Un comune italiano Covid free si è ritrovato in poche ore a dover passare urgentemente in zona rossa. Lo ha stabilito il presidente della regione Sicilia Nello Musumeci firmando un’ordinanza che istituisce la zona rossa, a partire dal 2 giugno, nel comune di Santo Stefano di Quisquina dopo chge sono stati individuate 35 persone positive al Covid. Si tratta di fatto di un focolaio del virus che, senza i dovuti accorgimenti, nelle prossime ore potrebbe crescere ancora, considerato peraltro il fatto che quasi tutti i contagiati sono giovanissimi e che potrebbero aver avuto numerosi contatti negli ultimi giorni. Sulla vicenda è intervenuto il sindaco spiegando come una situazione tranquilla sia improvvisamente mutata: “Eravamo Covid free, in mezza giornata è cambiato tutto. Non siamo in grado di individuare un preciso episodio. In paese si sono celebrati battesimi e prime comunioni, ma non possiamo dire da dove sia partito il contagio”.
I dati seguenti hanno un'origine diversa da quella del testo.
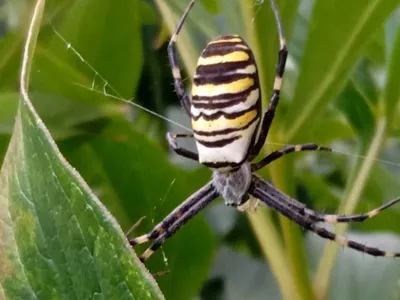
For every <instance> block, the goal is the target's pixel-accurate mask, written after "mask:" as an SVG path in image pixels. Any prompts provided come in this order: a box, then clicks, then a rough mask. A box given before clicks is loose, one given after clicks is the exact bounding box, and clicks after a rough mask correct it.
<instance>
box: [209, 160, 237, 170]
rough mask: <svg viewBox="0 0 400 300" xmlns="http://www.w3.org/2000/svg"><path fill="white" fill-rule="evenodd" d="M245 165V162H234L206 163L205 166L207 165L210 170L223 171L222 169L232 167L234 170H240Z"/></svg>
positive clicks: (232, 168)
mask: <svg viewBox="0 0 400 300" xmlns="http://www.w3.org/2000/svg"><path fill="white" fill-rule="evenodd" d="M242 164H243V162H240V163H233V162H226V161H223V162H204V163H203V165H205V166H206V167H208V168H211V169H221V168H227V167H230V168H232V170H235V169H238V168H239V167H240V166H241V165H242Z"/></svg>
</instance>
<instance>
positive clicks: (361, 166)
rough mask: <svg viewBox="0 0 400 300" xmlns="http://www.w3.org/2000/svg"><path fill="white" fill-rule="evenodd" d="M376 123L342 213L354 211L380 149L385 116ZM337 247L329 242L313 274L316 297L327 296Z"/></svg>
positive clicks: (385, 132) (351, 184) (384, 119)
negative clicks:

Da qui la decisione del governatore, sulla base della relazione dell’Asp territoriale e sentito il sindaco. Le restrizioni, in seguito all’improvvisa crescita dei contagi, resteranno in vigore fino al 10 giugno.”Dall’inizio della pandemia – ha dichiarato il primo cittadino Francesco Cacciatore – avevamo avuto pochissimi casi. Oltre il 90% dei nuovi casi riguarda ragazzi, che per fortuna manifestano soltanto lievi sintomi: febbre e astenia”. Il sindaco ha aggiunto: “Ci siamo attivati, a partire dal primo caso, contattando per telefono tutte le persone che ritenevamo potessero aver avuto contatti con la ‘paziente zero’ e man mano siamo arrivati a questi numeri. Le persone risultate positive al tampone rapido sono state sottoposte al molecolare e adesso attendiamo gli esiti, mentre continuiamo con i monitoraggi”.